Administrative data

Administrative data is the term used to describe everyday data about individuals collected by government departments and agencies. Examples include exam results, benefit receipt and National Insurance payments.


Attrition is the discontinued participation of study participants in a longitudinal study. Attrition can reflect a range of factors, from the study participant not being traceable to them choosing not to take part when contacted. Attrition is problematic both because it can lead to bias in the study findings (if the attrition is higher among some groups than others) and because it reduces the size of the sample.

Body mass index

Body mass index is a measure used to assess if an individual is a healthy weight for their height. It is calculated by dividing the individual’s weight by the square of their height, and it is typically represented in units of kg/m2.

Cohort studies

Cohort studies are concerned with charting the lives of groups of individuals who experience the same life events within a given time period. The best known examples are birth cohort studies, which follow a group of people born in a particular period.

Complete case analysis

Complete case analysis is the term used to describe a statistical analysis that only includes participants for which we have no missing data on the variables of interest. Participants with any missing data are excluded.

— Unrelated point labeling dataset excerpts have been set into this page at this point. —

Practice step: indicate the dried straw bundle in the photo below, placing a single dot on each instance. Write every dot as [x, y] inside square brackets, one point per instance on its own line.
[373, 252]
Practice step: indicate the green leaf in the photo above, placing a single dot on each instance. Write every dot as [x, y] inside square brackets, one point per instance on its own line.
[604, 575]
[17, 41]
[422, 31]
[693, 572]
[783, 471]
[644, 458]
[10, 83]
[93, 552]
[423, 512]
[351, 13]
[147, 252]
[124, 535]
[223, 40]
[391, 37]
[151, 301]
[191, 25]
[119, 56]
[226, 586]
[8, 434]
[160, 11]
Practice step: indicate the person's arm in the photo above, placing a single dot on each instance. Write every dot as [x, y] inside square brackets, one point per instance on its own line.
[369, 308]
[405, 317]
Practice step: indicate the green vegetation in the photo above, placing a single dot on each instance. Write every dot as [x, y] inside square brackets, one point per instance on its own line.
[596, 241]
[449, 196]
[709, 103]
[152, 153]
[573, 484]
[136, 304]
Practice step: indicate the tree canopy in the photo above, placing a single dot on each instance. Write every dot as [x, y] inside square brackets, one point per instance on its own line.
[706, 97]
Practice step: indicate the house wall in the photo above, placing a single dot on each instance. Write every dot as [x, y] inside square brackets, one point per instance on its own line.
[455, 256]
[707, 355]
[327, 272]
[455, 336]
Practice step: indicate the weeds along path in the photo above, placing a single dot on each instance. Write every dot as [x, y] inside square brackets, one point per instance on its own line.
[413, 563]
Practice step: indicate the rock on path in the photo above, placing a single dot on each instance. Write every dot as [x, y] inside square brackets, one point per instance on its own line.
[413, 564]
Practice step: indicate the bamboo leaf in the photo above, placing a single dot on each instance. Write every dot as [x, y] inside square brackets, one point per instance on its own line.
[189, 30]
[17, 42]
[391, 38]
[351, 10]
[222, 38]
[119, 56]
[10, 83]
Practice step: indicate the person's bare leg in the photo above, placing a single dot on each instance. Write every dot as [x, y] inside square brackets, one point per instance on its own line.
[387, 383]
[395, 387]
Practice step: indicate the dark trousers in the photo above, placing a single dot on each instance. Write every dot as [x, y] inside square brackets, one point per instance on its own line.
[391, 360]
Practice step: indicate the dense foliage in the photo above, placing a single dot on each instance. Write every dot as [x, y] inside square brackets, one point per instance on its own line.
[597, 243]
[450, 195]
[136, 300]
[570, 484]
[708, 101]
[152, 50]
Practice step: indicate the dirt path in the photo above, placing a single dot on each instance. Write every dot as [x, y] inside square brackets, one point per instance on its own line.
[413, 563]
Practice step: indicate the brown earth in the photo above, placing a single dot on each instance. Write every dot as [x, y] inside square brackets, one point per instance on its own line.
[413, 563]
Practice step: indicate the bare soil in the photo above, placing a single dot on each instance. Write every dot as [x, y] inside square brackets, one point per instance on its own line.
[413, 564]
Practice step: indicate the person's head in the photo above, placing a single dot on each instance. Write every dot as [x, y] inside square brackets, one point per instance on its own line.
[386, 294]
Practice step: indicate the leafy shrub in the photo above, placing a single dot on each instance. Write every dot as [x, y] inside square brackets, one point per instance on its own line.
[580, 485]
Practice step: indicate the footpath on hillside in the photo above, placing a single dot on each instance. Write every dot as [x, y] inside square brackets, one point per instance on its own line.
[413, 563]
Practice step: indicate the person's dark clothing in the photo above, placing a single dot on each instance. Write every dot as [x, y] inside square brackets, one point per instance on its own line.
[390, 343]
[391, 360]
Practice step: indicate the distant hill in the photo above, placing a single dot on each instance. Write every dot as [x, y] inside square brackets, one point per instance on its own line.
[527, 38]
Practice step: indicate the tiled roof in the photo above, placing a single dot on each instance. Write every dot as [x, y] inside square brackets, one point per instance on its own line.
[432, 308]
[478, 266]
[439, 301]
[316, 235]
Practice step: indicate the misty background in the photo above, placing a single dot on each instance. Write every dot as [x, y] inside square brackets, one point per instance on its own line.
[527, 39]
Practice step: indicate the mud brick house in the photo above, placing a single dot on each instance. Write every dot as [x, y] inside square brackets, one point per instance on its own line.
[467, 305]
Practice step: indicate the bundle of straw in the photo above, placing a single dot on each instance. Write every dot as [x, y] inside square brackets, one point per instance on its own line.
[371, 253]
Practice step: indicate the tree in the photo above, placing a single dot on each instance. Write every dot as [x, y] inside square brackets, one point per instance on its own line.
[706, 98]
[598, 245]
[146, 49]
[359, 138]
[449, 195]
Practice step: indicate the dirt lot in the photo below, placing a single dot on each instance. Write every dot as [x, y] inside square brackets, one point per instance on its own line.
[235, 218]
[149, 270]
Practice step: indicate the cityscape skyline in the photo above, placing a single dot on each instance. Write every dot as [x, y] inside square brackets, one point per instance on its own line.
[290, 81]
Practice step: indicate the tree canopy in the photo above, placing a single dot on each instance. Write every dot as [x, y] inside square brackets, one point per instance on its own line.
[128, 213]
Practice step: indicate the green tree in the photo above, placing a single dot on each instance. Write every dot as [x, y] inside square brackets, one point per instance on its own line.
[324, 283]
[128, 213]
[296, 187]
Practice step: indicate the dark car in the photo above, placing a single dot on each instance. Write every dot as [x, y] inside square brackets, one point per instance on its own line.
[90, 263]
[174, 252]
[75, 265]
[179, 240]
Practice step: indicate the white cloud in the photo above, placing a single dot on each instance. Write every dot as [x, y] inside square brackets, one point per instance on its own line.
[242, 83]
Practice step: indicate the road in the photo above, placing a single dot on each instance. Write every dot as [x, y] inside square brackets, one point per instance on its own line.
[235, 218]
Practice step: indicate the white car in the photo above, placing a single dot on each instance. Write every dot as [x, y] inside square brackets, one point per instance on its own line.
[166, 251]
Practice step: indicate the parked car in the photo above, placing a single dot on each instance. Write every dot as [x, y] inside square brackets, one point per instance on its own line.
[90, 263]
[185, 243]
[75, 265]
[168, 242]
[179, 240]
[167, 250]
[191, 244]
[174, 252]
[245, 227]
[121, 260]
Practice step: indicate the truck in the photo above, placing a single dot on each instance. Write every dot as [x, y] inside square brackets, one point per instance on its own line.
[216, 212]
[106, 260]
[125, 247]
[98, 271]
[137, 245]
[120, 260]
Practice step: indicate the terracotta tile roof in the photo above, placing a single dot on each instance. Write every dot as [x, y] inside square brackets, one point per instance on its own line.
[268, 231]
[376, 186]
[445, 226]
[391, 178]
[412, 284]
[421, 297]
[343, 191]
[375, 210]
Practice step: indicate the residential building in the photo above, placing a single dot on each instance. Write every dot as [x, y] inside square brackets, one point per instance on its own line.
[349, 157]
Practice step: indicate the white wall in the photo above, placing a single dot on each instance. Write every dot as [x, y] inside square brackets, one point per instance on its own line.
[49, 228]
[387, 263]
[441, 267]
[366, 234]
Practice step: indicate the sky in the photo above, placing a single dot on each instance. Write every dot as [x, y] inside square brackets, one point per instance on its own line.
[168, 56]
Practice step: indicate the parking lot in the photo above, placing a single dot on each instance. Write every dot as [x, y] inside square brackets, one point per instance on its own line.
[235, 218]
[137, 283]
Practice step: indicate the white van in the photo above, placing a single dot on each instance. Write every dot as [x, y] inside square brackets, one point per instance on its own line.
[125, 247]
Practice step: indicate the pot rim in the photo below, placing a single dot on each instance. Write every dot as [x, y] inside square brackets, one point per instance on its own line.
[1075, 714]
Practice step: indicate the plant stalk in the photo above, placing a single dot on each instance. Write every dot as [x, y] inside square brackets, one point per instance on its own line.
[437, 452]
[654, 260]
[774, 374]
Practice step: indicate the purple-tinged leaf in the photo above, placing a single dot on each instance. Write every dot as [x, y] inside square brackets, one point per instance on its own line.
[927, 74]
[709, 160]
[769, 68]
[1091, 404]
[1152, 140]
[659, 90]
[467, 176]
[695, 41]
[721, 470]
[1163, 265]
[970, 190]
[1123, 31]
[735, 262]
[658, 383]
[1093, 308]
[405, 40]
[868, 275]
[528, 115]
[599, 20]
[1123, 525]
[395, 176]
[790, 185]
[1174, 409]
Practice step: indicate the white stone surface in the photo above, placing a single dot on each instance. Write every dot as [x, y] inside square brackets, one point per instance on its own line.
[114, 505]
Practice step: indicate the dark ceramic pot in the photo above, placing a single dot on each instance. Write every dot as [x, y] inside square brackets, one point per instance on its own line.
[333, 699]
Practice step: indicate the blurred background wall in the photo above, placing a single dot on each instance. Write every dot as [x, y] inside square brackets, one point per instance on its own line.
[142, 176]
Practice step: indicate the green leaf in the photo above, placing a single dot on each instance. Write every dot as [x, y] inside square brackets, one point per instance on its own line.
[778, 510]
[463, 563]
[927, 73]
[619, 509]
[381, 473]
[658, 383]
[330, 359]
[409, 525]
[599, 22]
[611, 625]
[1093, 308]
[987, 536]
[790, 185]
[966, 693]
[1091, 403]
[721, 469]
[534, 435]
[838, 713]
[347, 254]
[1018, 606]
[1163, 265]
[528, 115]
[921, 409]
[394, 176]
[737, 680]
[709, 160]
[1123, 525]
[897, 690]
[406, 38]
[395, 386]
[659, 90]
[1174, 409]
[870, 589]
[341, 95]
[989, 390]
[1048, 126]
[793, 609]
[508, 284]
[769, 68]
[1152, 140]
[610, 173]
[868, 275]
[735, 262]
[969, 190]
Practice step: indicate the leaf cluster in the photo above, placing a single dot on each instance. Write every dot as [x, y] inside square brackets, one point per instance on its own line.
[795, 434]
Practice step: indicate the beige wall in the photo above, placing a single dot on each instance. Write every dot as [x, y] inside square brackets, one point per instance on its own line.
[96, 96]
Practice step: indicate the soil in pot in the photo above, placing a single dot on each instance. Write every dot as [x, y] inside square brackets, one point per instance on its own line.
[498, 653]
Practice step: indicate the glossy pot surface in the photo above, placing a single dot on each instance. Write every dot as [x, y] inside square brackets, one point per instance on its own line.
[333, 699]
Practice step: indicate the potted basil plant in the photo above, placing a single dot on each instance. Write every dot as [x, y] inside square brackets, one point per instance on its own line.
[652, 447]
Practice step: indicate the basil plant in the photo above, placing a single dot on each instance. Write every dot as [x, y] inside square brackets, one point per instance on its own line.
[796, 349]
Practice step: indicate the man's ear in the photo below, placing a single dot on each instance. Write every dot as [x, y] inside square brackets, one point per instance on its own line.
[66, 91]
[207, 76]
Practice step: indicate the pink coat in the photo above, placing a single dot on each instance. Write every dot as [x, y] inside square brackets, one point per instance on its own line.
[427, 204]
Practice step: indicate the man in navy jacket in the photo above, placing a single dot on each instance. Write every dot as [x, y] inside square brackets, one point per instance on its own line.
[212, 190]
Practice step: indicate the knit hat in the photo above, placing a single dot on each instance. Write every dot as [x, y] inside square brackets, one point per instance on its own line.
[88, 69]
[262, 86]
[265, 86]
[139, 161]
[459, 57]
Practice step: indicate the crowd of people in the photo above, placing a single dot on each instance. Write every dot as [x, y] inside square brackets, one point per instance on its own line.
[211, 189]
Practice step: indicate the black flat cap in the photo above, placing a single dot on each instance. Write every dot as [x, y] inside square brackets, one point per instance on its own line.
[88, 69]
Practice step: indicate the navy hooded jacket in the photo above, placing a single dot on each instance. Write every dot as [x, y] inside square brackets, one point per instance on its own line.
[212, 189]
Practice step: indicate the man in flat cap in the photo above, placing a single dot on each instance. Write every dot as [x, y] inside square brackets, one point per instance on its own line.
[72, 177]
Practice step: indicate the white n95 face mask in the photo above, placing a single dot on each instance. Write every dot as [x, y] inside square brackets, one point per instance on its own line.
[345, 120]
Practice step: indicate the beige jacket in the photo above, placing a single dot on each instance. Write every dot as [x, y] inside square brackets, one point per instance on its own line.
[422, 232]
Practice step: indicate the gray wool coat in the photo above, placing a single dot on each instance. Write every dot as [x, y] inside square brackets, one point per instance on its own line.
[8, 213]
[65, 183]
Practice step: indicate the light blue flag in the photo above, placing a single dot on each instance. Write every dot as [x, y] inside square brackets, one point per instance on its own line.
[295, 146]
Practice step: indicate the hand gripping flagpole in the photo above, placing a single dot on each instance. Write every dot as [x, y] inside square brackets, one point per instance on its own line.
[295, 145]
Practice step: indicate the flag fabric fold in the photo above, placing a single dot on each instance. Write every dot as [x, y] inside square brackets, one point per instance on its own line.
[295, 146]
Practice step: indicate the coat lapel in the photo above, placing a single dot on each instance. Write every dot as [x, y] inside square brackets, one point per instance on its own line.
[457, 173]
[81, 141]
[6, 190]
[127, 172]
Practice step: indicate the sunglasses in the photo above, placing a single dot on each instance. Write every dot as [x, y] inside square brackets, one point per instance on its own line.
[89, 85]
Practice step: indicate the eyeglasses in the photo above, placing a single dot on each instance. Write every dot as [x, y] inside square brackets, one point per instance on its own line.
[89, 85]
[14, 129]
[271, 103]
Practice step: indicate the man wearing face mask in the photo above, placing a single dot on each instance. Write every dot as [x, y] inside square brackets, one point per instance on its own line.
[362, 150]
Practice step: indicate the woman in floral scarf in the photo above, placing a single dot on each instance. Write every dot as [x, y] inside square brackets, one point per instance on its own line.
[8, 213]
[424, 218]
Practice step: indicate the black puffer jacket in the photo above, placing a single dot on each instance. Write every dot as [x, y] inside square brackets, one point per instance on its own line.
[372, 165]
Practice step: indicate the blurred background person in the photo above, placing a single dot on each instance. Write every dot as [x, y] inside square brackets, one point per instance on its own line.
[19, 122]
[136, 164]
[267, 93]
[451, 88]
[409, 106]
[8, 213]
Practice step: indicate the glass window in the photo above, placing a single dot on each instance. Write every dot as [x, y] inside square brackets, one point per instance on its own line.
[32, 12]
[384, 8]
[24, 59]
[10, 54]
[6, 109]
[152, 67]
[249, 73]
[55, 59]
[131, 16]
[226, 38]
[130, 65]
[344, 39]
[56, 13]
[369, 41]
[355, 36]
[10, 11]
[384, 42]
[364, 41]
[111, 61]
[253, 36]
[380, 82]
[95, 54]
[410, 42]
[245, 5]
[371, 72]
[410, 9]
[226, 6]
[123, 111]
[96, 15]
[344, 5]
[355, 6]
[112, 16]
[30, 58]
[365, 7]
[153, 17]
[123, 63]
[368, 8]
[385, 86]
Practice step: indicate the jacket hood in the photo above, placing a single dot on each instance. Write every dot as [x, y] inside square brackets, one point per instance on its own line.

Conditioning refers to the process whereby participants’ answers to some questions may be influenced by their participation in the study – in other words, their responses are ‘conditioned’ by their being members of a longitudinal study. Examples would include study respondents answering questions differently or even behaving differently as a result of their participation in the study.


Confounding occurs where the relationship between independent and dependent variables is distorted by one or more additional, and sometimes unmeasured, variables. A confounding variable must be associated with both the independent and dependent variables but must not be an intermediate step in the relationship between the two (i.e. not on the causal pathway).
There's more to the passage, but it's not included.